This is a small sub part of finishing off my camera boom, but rather than bury this in that video, I thought I'd break it out into a separate clip as it may be easier to reference for those just interested in it.
I've done it, and successfully, but it needs care with heating the steel blank - too hot and the plastic melts out, too cold and it does not form the teeth. If you have an IR contactless thermometer, that could be a great help.
That's a horizontal milling cutter that has a 90 degree grind on it. If I were using it to mill a flat piece it would put a 90 degree groove in it. I think it came from a box of stuff someone gave me, but eBay could be your friend...
Do you know the formula based on the diameter and the number of teeth to determine the angle of offset required. I know it's possible to cheat with cad but I'm not familiar with cad software. Thanks.

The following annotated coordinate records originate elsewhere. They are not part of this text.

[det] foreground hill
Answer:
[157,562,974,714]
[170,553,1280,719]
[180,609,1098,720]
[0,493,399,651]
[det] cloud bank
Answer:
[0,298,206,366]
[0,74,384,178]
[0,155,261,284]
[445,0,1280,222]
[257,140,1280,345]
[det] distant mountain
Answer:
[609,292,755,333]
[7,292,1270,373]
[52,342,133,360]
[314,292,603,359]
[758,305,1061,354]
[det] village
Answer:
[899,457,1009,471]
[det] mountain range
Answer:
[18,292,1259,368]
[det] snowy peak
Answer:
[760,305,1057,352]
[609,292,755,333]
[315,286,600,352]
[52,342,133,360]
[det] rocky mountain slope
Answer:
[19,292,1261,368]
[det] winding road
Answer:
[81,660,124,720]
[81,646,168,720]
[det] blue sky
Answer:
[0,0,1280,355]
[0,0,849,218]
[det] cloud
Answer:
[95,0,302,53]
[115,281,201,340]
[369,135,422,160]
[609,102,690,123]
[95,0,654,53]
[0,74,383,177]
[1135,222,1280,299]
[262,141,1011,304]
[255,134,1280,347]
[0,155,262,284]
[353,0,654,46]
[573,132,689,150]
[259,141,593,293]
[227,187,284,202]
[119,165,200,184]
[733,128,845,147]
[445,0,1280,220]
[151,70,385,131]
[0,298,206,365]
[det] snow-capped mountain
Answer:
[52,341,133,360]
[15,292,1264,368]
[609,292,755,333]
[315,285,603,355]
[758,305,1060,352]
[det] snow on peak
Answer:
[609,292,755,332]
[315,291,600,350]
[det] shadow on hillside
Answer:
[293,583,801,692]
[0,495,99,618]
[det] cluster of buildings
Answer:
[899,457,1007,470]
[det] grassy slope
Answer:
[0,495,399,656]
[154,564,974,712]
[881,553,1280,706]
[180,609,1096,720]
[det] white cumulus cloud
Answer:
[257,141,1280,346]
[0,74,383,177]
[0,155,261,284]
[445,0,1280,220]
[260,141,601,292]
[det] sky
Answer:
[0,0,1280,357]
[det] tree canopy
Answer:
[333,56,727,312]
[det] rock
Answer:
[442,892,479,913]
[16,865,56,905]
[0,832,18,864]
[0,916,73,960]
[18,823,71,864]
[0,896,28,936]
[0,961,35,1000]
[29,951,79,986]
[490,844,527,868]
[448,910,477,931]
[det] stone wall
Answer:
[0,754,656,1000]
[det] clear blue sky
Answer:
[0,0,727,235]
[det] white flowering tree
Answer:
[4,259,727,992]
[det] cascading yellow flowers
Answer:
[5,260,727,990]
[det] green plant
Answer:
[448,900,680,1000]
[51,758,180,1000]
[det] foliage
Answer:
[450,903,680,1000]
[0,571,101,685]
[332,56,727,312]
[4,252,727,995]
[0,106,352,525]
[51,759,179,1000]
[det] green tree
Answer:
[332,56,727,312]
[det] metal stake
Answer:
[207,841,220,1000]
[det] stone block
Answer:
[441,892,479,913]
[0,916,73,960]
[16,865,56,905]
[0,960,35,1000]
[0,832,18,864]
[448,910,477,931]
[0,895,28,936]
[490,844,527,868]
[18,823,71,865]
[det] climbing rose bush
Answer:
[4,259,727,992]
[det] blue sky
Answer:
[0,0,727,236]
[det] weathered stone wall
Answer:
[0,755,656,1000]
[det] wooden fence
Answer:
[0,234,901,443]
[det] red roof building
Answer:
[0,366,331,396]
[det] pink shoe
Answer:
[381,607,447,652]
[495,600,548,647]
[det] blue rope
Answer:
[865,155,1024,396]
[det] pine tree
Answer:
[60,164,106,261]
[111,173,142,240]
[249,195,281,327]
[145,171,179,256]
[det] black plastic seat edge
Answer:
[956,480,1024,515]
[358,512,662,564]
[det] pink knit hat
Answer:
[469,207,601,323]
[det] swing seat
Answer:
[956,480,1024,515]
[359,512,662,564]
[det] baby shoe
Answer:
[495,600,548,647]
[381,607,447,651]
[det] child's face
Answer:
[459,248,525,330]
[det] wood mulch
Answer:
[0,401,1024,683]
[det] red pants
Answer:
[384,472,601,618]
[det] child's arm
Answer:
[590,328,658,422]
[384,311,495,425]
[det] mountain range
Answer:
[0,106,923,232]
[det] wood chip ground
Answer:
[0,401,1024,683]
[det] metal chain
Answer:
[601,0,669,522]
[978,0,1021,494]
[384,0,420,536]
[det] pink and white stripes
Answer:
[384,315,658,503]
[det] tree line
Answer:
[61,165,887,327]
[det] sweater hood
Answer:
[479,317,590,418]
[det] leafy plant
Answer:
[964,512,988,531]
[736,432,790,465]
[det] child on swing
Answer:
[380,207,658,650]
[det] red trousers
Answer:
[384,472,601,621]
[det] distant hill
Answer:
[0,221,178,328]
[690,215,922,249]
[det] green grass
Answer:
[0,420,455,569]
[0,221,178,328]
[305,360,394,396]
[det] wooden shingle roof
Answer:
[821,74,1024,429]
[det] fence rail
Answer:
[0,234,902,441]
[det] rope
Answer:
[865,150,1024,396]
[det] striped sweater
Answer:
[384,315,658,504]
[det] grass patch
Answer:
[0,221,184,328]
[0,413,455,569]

It takes a bit of geometric thinking, but I work out the circumference of the part and divide by the number of teeth. Because it is a 90 degree tooth, the mid-plane distance between teeth is twice the distance from the mid plane to the bottom of the tooth gullet (or a tooth tip). Knowing that mid plane to bottom gullet distance and the radius, angle= arctan(tooth gullet distance/radius).
I've seen articles showing these used back-to-back with different pitches to give a low profile discrete movement rotary table. For example, coarse movement one way then fine movement either forward or backwards gives many more discrete movements.